Yes. You'd adjust the code slightly - it currently drops rows with unfilled data and doesn't predict the last one-to-three days - but the model can forecast one-to-three days beyond the available data, and you can add a filter to show a specific stock's prediction.

# How do I run the model live against real market data instead of a pre-calculated dataset?

That's the end goal and your capstone: instead of loading a pre-built dataframe, call the APIs daily, join the stats into your tables (optionally saving incrementally to a database), and run it each day to predict the future. You then place those predictions on your trading platform manually or automatically via API.

# Does the course use real-time or streaming market data?

No. It uses historical or 15-minute-delayed data and effectively does day trading, generating predictions once per day. Real-time/streaming feeds usually cost money (roughly $50/month), and the goal is to keep the course free - but everything taught also works on real-time data if you choose to pay for it in your own project.

# Will the course teach how to connect to a broker's API and place trades automatically?

Not at this time. The current setup produces a list of tickers the algorithm suggests buying, and you enter the trades manually. A fully automated bot would need roughly five more lectures on top of the existing five.

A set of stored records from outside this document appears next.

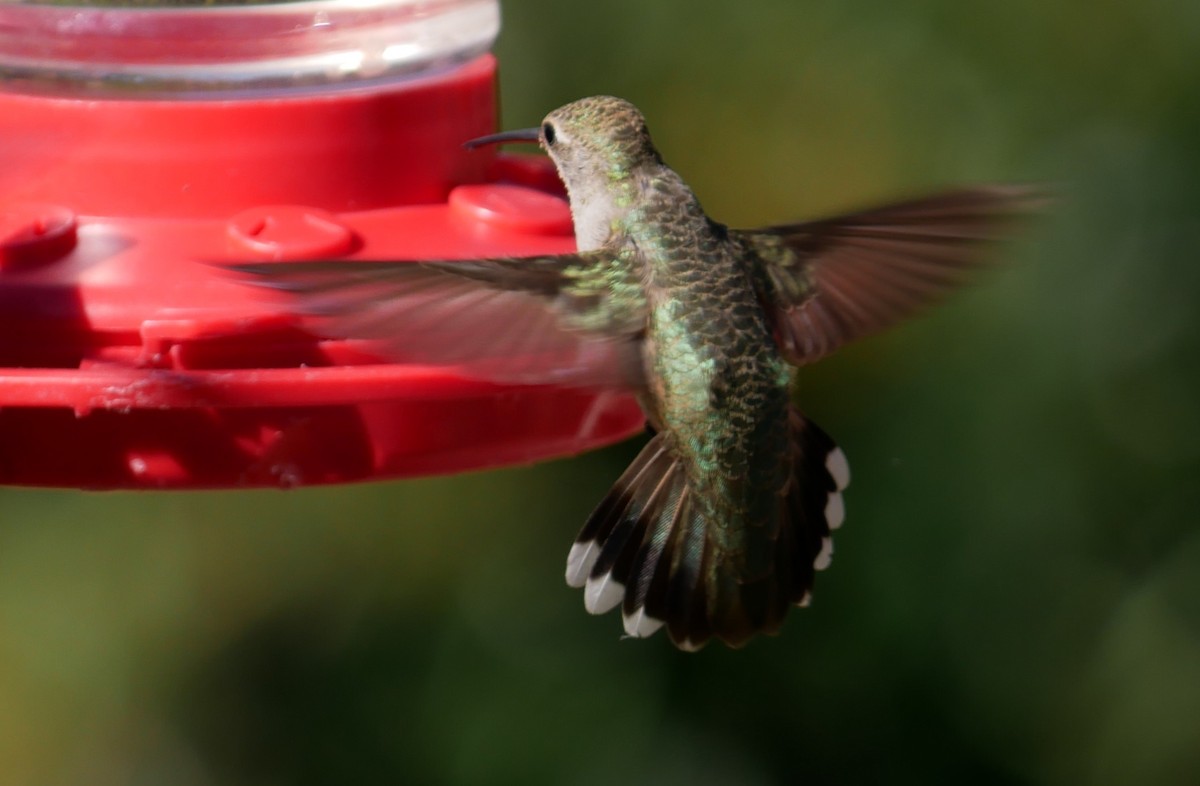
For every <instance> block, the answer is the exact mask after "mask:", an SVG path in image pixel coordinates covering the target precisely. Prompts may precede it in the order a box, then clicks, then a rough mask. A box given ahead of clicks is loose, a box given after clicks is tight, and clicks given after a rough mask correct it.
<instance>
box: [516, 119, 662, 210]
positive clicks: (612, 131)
mask: <svg viewBox="0 0 1200 786" xmlns="http://www.w3.org/2000/svg"><path fill="white" fill-rule="evenodd" d="M538 142H539V143H540V144H541V146H542V148H544V149H545V150H546V152H547V154H550V157H551V158H553V161H554V164H556V166H557V167H558V173H559V175H562V178H563V182H565V184H566V188H568V191H570V192H572V193H575V192H576V191H578V188H580V187H583V186H587V184H590V182H599V184H605V182H611V181H614V180H620V179H623V178H624V176H628V175H629V174H631V173H634V172H635V170H636V169H637V168H638V167H641V166H646V164H661V163H662V158H661V157H660V156H659V151H658V150H655V149H654V143H653V142H652V140H650V132H649V128H647V127H646V118H643V116H642V113H641V112H638V110H637V107H635V106H634V104H631V103H629V102H628V101H624V100H623V98H614V97H612V96H593V97H590V98H581V100H580V101H575V102H572V103H569V104H566V106H565V107H559V108H558V109H554V110H553V112H551V113H550V114H548V115H546V119H545V120H542V122H541V128H539V130H538Z"/></svg>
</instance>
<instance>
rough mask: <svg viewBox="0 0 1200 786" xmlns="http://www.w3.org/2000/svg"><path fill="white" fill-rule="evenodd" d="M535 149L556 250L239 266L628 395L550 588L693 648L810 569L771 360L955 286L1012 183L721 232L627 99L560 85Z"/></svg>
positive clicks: (355, 321)
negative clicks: (624, 444) (550, 163)
mask: <svg viewBox="0 0 1200 786" xmlns="http://www.w3.org/2000/svg"><path fill="white" fill-rule="evenodd" d="M503 140H530V142H532V140H536V142H539V143H540V144H541V145H542V148H545V149H546V151H547V152H548V154H550V156H551V158H552V160H553V161H554V164H556V166H557V168H558V172H559V175H560V176H562V179H563V182H564V185H565V186H566V191H568V196H569V199H570V205H571V214H572V217H574V222H575V234H576V240H577V245H578V251H577V252H576V253H574V254H562V256H554V257H534V258H520V259H479V260H458V262H450V260H446V262H397V263H372V264H348V263H336V262H329V263H320V262H318V263H287V264H263V265H242V266H240V268H239V270H241V271H242V272H250V274H254V275H256V276H259V277H260V278H262V282H263V283H266V284H268V286H272V287H276V288H280V289H284V290H288V292H292V293H295V294H296V295H299V296H300V298H301V300H300V301H299V304H300V306H301V307H302V308H304V310H305V311H307V312H310V313H316V314H320V316H323V317H325V318H326V328H328V331H329V332H330V334H331V335H337V336H344V337H356V338H371V340H376V341H377V342H379V344H380V347H382V349H383V350H384V352H388V353H391V354H394V355H396V356H401V358H404V359H409V360H420V361H430V362H443V364H463V365H466V366H467V367H468V368H469V370H470V371H472V372H473V373H478V374H480V376H485V377H488V378H492V379H497V380H508V382H557V383H560V384H575V385H587V386H611V388H619V389H626V390H632V391H635V392H636V395H637V397H638V401H640V402H641V404H642V408H643V409H644V410H646V414H647V418H648V420H649V422H650V425H652V426H653V428H654V430H655V436H654V437H653V438H652V439H650V442H649V444H647V446H646V448H644V449H643V451H642V452H641V454H640V455H638V457H637V460H636V461H635V462H634V464H631V466H630V468H629V469H628V470H626V472H625V474H624V475H622V478H620V479H619V480H618V481H617V485H616V486H614V487H613V490H612V491H611V492H610V494H608V496H607V497H606V498H605V499H604V500H602V502H601V504H600V506H599V508H598V509H596V510H595V511H594V512H593V515H592V517H590V518H589V520H588V522H587V523H586V524H584V527H583V530H582V532H581V533H580V536H578V538H577V540H576V544H575V546H574V547H572V548H571V552H570V554H569V557H568V568H566V580H568V583H569V584H571V586H572V587H582V588H583V589H584V604H586V606H587V608H588V611H590V612H593V613H601V612H605V611H608V610H611V608H613V607H616V606H617V605H622V607H623V617H624V626H625V630H626V632H628V634H629V635H631V636H636V637H642V636H648V635H650V634H653V632H654V631H656V630H658V629H659V628H661V626H664V625H665V626H666V628H667V630H668V634H670V637H671V640H672V641H673V642H674V643H676V644H677V646H679V647H682V648H685V649H696V648H698V647H701V646H703V644H704V643H706V642H707V641H709V640H710V638H714V637H715V638H720V640H722V641H725V642H726V643H728V644H731V646H734V647H737V646H740V644H743V643H745V641H746V640H749V638H750V637H751V636H754V635H755V634H756V632H760V631H764V632H774V631H776V630H778V629H779V626H780V624H781V623H782V620H784V617H785V616H786V613H787V610H788V608H790V607H791V606H793V605H802V606H803V605H806V604H808V601H809V599H810V593H811V587H812V578H814V571H815V570H821V569H823V568H826V566H827V565H828V564H829V559H830V554H832V548H833V545H832V536H830V532H832V529H835V528H836V527H838V526H840V524H841V521H842V516H844V508H842V500H841V491H842V490H844V488H845V487H846V484H847V482H848V480H850V474H848V468H847V464H846V461H845V457H844V456H842V454H841V451H840V450H839V449H838V448H836V446H835V445H834V443H833V442H832V440H830V439H829V438H828V437H827V436H826V434H824V433H823V432H822V431H821V430H820V428H817V427H816V426H815V425H812V424H811V422H809V421H808V420H806V419H805V418H804V416H803V415H800V414H799V412H798V410H797V409H796V408H794V407H793V406H792V403H791V391H790V388H791V377H792V366H797V365H803V364H805V362H809V361H812V360H815V359H817V358H821V356H823V355H826V354H828V353H829V352H832V350H833V349H835V348H836V347H838V346H840V344H841V343H844V342H846V341H850V340H852V338H856V337H858V336H862V335H865V334H869V332H874V331H877V330H881V329H883V328H887V326H888V325H890V324H894V323H895V322H898V320H900V319H902V318H904V317H906V316H908V314H911V313H912V312H914V311H916V310H917V308H918V307H919V306H922V305H924V304H926V302H929V301H932V300H936V299H937V298H938V296H941V295H942V294H944V293H946V292H947V290H949V289H950V288H953V287H954V286H956V284H958V283H960V281H961V278H962V275H964V274H965V272H966V271H967V270H968V269H970V268H971V266H973V265H974V264H976V262H977V260H978V257H979V250H980V246H982V245H983V244H984V241H988V240H991V239H994V238H996V236H997V235H998V234H1000V230H1001V229H1002V228H1003V226H1004V220H1006V218H1009V217H1012V216H1014V215H1016V214H1021V212H1026V211H1027V210H1028V209H1030V206H1031V204H1032V200H1033V197H1034V194H1033V193H1032V192H1031V191H1030V190H1026V188H1020V187H980V188H966V190H961V191H955V192H949V193H946V194H942V196H936V197H931V198H926V199H920V200H914V202H908V203H901V204H896V205H892V206H887V208H882V209H877V210H872V211H866V212H859V214H853V215H848V216H842V217H838V218H832V220H827V221H821V222H812V223H802V224H790V226H781V227H769V228H764V229H757V230H734V229H730V228H727V227H725V226H722V224H720V223H716V222H714V221H712V220H710V218H709V217H708V216H707V215H706V214H704V211H703V209H702V208H701V205H700V202H698V200H697V199H696V197H695V194H694V193H692V192H691V190H690V188H689V187H688V186H686V184H685V182H684V181H683V180H682V179H680V178H679V175H678V174H676V172H674V170H672V169H671V168H670V167H667V166H666V164H665V163H664V162H662V158H661V156H660V155H659V152H658V150H656V149H655V148H654V144H653V142H652V140H650V136H649V132H648V130H647V126H646V121H644V119H643V118H642V115H641V113H640V112H638V110H637V109H636V108H635V107H634V106H632V104H630V103H629V102H626V101H623V100H620V98H613V97H607V96H598V97H592V98H583V100H581V101H576V102H574V103H570V104H568V106H565V107H562V108H559V109H556V110H554V112H552V113H551V114H550V115H547V116H546V119H545V121H544V122H542V125H541V127H540V128H535V130H526V131H520V132H509V133H502V134H494V136H492V137H487V138H484V139H481V140H476V142H478V143H488V142H503Z"/></svg>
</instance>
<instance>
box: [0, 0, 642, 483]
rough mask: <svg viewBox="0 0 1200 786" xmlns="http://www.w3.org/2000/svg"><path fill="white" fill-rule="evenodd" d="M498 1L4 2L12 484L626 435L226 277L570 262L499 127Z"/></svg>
mask: <svg viewBox="0 0 1200 786" xmlns="http://www.w3.org/2000/svg"><path fill="white" fill-rule="evenodd" d="M497 30H498V10H497V7H496V2H494V0H446V1H442V2H434V4H431V2H428V1H427V0H376V1H371V2H354V4H344V2H338V1H334V0H318V1H313V2H288V4H277V5H257V6H256V5H248V6H247V5H241V6H230V7H217V8H179V7H174V8H151V10H146V8H113V7H82V6H74V7H72V6H43V5H36V4H0V77H2V79H4V82H2V85H0V86H2V91H0V484H7V485H37V486H74V487H86V488H150V487H154V488H158V487H170V488H194V487H222V486H242V487H245V486H269V485H287V486H292V485H310V484H328V482H343V481H350V480H370V479H379V478H392V476H401V475H414V474H431V473H449V472H457V470H464V469H470V468H479V467H492V466H498V464H504V463H512V462H528V461H534V460H539V458H546V457H551V456H558V455H565V454H572V452H578V451H582V450H587V449H589V448H594V446H599V445H602V444H607V443H611V442H614V440H617V439H620V438H624V437H626V436H629V434H630V433H632V432H636V431H637V430H638V428H640V427H641V424H642V415H641V412H640V410H638V408H637V406H636V404H635V403H634V402H632V400H630V398H629V397H626V396H618V395H612V394H595V392H588V391H581V390H574V389H558V388H552V386H520V385H499V384H492V383H486V382H479V380H475V379H472V378H470V377H469V370H455V368H439V367H430V366H414V365H397V364H390V362H386V361H384V360H382V359H379V358H372V356H370V355H367V354H365V353H364V350H362V349H361V348H356V347H355V346H354V344H353V343H350V342H340V341H326V340H320V338H318V337H316V336H314V335H313V334H312V332H311V331H308V330H307V329H306V324H305V320H304V319H302V318H300V317H298V316H294V314H289V313H287V311H286V310H284V308H283V307H282V304H281V301H280V300H278V299H276V298H272V296H271V295H270V293H264V292H262V290H258V289H256V288H252V287H245V286H241V284H239V283H236V282H235V281H234V280H232V278H230V277H229V276H226V275H223V274H222V272H221V271H220V270H218V269H217V268H215V266H214V265H211V264H210V263H212V262H220V260H223V259H227V260H262V259H300V258H329V257H347V258H348V259H349V258H361V259H368V258H413V259H419V258H456V257H479V256H498V254H504V256H527V254H538V253H547V252H563V251H570V250H571V248H572V247H574V241H572V236H571V220H570V212H569V210H568V206H566V204H565V202H564V200H563V198H562V194H560V192H559V186H558V180H557V176H556V174H554V172H553V169H552V168H551V167H550V164H548V162H547V161H546V160H542V158H538V157H533V158H522V157H506V156H497V155H494V154H493V152H490V151H486V150H484V151H474V152H468V151H466V150H463V149H462V146H461V143H462V142H463V140H466V139H469V138H473V137H478V136H481V134H485V133H488V132H491V131H493V130H494V128H493V126H494V118H496V100H494V77H496V61H494V59H493V58H492V55H490V54H487V50H488V48H490V46H491V43H492V41H493V38H494V36H496V32H497Z"/></svg>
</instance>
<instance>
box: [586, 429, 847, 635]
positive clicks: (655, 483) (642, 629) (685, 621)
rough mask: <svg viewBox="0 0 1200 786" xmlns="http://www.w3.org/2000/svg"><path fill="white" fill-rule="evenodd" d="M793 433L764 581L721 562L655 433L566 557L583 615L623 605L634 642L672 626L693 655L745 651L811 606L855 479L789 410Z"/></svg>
mask: <svg viewBox="0 0 1200 786" xmlns="http://www.w3.org/2000/svg"><path fill="white" fill-rule="evenodd" d="M790 425H791V432H792V455H791V457H792V474H791V479H790V481H788V484H787V486H786V487H785V490H784V491H782V493H781V494H780V497H779V500H778V505H776V506H775V509H774V515H776V516H779V517H780V518H779V521H778V524H779V526H778V527H764V526H763V527H762V530H763V532H764V533H766V532H770V533H775V535H774V538H775V539H774V542H772V544H769V547H770V550H772V552H773V554H774V564H773V570H772V571H770V572H769V574H768V575H767V576H763V577H758V578H755V580H752V581H745V580H744V578H743V577H739V575H738V572H737V569H738V566H737V565H736V564H732V560H730V559H726V560H724V562H721V563H718V562H714V560H716V559H718V558H719V551H718V550H716V548H715V547H714V545H713V541H712V536H710V535H712V532H710V528H712V522H709V521H708V520H707V517H706V515H704V512H703V510H702V509H703V508H704V506H703V505H701V504H697V500H696V499H695V498H694V494H692V491H691V488H690V486H689V485H688V481H686V475H685V473H684V470H683V467H682V466H680V464H679V462H677V461H676V458H674V456H673V455H672V452H671V450H670V446H668V444H667V440H666V436H665V434H655V437H654V438H653V439H652V440H650V442H649V443H648V444H647V445H646V448H643V449H642V452H641V454H638V456H637V458H636V460H635V461H634V463H632V464H630V467H629V469H626V470H625V473H624V474H623V475H622V476H620V479H619V480H618V481H617V484H616V486H613V488H612V491H610V492H608V496H607V497H605V499H604V500H602V502H601V503H600V505H599V506H598V508H596V509H595V511H594V512H593V514H592V517H590V518H588V522H587V523H586V524H584V526H583V529H582V532H580V536H578V538H577V539H576V541H575V545H574V546H572V547H571V553H570V554H569V556H568V559H566V583H568V584H570V586H571V587H582V588H583V589H584V595H583V600H584V606H586V607H587V610H588V611H589V612H592V613H593V614H601V613H604V612H606V611H610V610H612V608H616V607H617V606H618V605H620V606H622V612H623V618H624V625H625V632H626V634H628V635H630V636H634V637H638V638H641V637H646V636H649V635H652V634H654V632H655V631H658V629H659V628H662V626H664V625H666V626H667V630H668V632H670V636H671V641H672V642H674V643H676V646H678V647H680V648H682V649H688V650H694V649H698V648H700V647H702V646H703V644H704V643H706V642H707V641H708V640H709V638H712V637H714V636H715V637H718V638H720V640H722V641H725V642H726V643H728V644H731V646H734V647H739V646H742V644H743V643H745V642H746V641H748V640H749V638H750V637H751V636H754V634H756V632H760V631H762V632H775V631H776V630H778V629H779V626H780V624H781V623H782V620H784V617H785V616H786V613H787V610H788V608H790V607H791V606H792V605H800V606H806V605H808V602H809V599H810V593H811V588H812V578H814V572H815V571H816V570H823V569H824V568H827V566H828V564H829V559H830V556H832V553H833V540H832V536H830V530H832V529H836V528H838V527H839V526H840V524H841V521H842V517H844V508H842V503H841V491H842V490H844V488H845V487H846V485H847V484H848V482H850V470H848V467H847V464H846V457H845V456H844V455H842V452H841V450H839V449H838V446H836V445H835V444H834V443H833V440H832V439H830V438H829V437H828V436H827V434H826V433H824V432H823V431H821V430H820V428H818V427H816V426H815V425H812V424H811V422H809V421H806V420H805V419H804V418H803V416H802V415H800V414H799V413H797V412H794V410H793V412H792V415H791V424H790ZM734 526H737V524H734ZM743 526H745V524H743ZM760 526H761V524H760Z"/></svg>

# Is the instructor available for proprietary trading, or is there a paid product?

Not currently - he isn't a hedge fund and has no legal structure for that. He's planning a subscription SaaS product, initially focused on explainability signals showing which features matter most for a given stock and period.

Projects

# Is a machine learning model required for the capstone project?

It is highly recommended to include at least one model - ML, statistical, or time-series - since it is in the minimal requirements. You can reuse the code from the Colab notebooks or the Module 5 automated project to satisfy the requirement, and even use a non-ML rule as your best prediction alongside it.

# How many tickers should my project use?

There is no minimum, but use at least 10-20 (or more) so that you do not overfit to a single company.

# Can I do my project on crypto instead of stocks?

Yes. See the PythonInvest crypto article and its code for technical indicators on crypto. Having fewer than 1 million rows is fine (the data size is only worth 1 point), and you can add more assets (for example 50 crypto assets) to grow the dataset. If you trade on a specific exchange, consider using that exchange's API instead of Yahoo Finance.

# Can I reuse this project for the MLOps Zoomcamp, or use methods like reinforcement learning?

Yes - you can reuse a project across courses as long as each course's evaluation criteria are met (for MLOps you would add the missing MLOps parts). Alternative methods such as reinforcement learning are welcome; just compare them with the standard approach so you do not lose points on sections like the trading simulation.

# The capstone ideas I brainstormed in homework 1 - am I locked into them, or can I change my project later?

They're not binding. Generating ideas early just gets you thinking; you'll learn new things throughout the course, so your project scope can evolve or you can switch ideas entirely.

# Is the project solo, or can I work in a group?

Projects are solo with peer review, since that scales better. You can collaborate at the idea level and get help in Slack, but the code must be your own.

# Can I finish early and get my certificate sooner?

You can do your own research and work ahead, but there's a fixed timeline because projects are peer-reviewed: everyone submits by a set date, then reviews happen together in an open week. You can't get the certificate until you submit and complete your peer reviews.

# Can I start working on my project right away?

Yes - the instructor recommends starting immediately, since completing the project is the most important outcome of the course.

# Can I use generative AI for the capstone project?

Yes. It builds a baseline quickly and lowers the barrier with unfamiliar libraries, but don't lean on it too hard - it tends to produce nonsense when optimizing ML models or improving prediction quality, and wiring all the pieces together still takes your own work.